5 Reasons Why You Need To Delegate More
- 4 Min Read
At some stage in their career, every leader has been told, “You need to delegate more.” But why is delegation so crucial to people leadership? Gordon Tredgold, Global Gurus Top 30 Leadership Expert, Speaker, and Business Consultant, gives you five reasons you need to delegate more.
Probably the single biggest skill that I developed – one that helped propel me up the leadership ladder – was delegation. The challenge here wasn’t really how to delegate, as I had known that for quite a while, but it was to understand why it was important for me to delegate.

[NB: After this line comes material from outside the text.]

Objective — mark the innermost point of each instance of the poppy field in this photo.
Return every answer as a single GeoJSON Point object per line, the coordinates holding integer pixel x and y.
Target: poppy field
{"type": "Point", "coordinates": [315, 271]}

Like many, I often thought it was quicker to do something myself than to get someone else to do it. But this is both flawed thinking and a self-limiting approach and once you understand the benefits of delegating you will want to become a master of delegation.
Here are the top 5 reasons why you need to delegate more.

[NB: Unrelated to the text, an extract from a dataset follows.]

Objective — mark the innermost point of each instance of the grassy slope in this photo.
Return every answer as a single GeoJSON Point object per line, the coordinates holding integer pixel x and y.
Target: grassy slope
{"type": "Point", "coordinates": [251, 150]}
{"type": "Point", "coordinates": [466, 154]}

1. It Helps with the Growth and Development of Your Team
Training is great, but it’s through practice that we get to really hone our skills and master them. When you delegate, you give people an opportunity to try new tasks, take on a little bit more ownership and responsibility and this is what helps them grow and develop not only in their current role, but also for that next role.

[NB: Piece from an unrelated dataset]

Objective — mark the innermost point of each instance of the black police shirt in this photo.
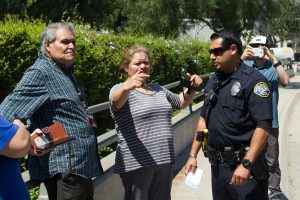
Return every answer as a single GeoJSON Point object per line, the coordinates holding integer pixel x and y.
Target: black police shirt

2. It Increases Your Impact and Influence
It doesn’t matter how great you are at something you only have two hands and 24 hours a in day, and if you insist on being directly involved in everything then there is an absolute limit on what you can achieve. Whereas when you delegate to five people, even if they only do a job to 80 percent of the impact that you could do it, that still gives you 400 percent impact. By delegating you significantly increase the amount of output that you can achieve, and once you really master it, the level of impact becomes almost unlimited.
3. It Makes You an Attractive Leader to Work For
According to Gallup Research, the best employees leave companies in search of opportunities to develop and grow. Boring repetitive work that doesn’t challenge your best employees is one of the key causes of employee disengagement. Whereas, if you provide opportunities to grow to your teams, not only does it help increase your retention rates, it will also make you an attractive leader that people will seek out and who want to work for.
4. It Boosts Your Reputation as a Leader
When you make a bigger impact, when you have increased influence and good employees as wanting to work for you that is a great reputation to have as a leader. Not only does it say you will probably get the job done, but that your results are sustainable because your teams are happy to keep working with you. Given that great leaders are in short supply with this type of reputation not only will people want to work with you, but companies will want you to work for them.
5. It Frees You Up to Work on Bigger Things
I have lost count of the number of leaders that I have worked with, who thought it was important to be indispensable. They thought that if only they knew how to do the job or could do the job then this gave them great job security. Now whilst there might be some truth to that, if you are needed in your current role, how are you going to position yourself for promotion into a bigger role, or free yourself up for new opportunities. The answer is you can’t, you have made yourself a prisoner of your current role.
Learning to delegate is a win-win-win situation. Your employees win because they get chances to grow and develop, your company wins because they get more output, increased retention and better engaged employees. And lastly you win, because it improves your reputation, and it will put you in a position where not only are you in demand for bigger opportunities, but you are free to take them.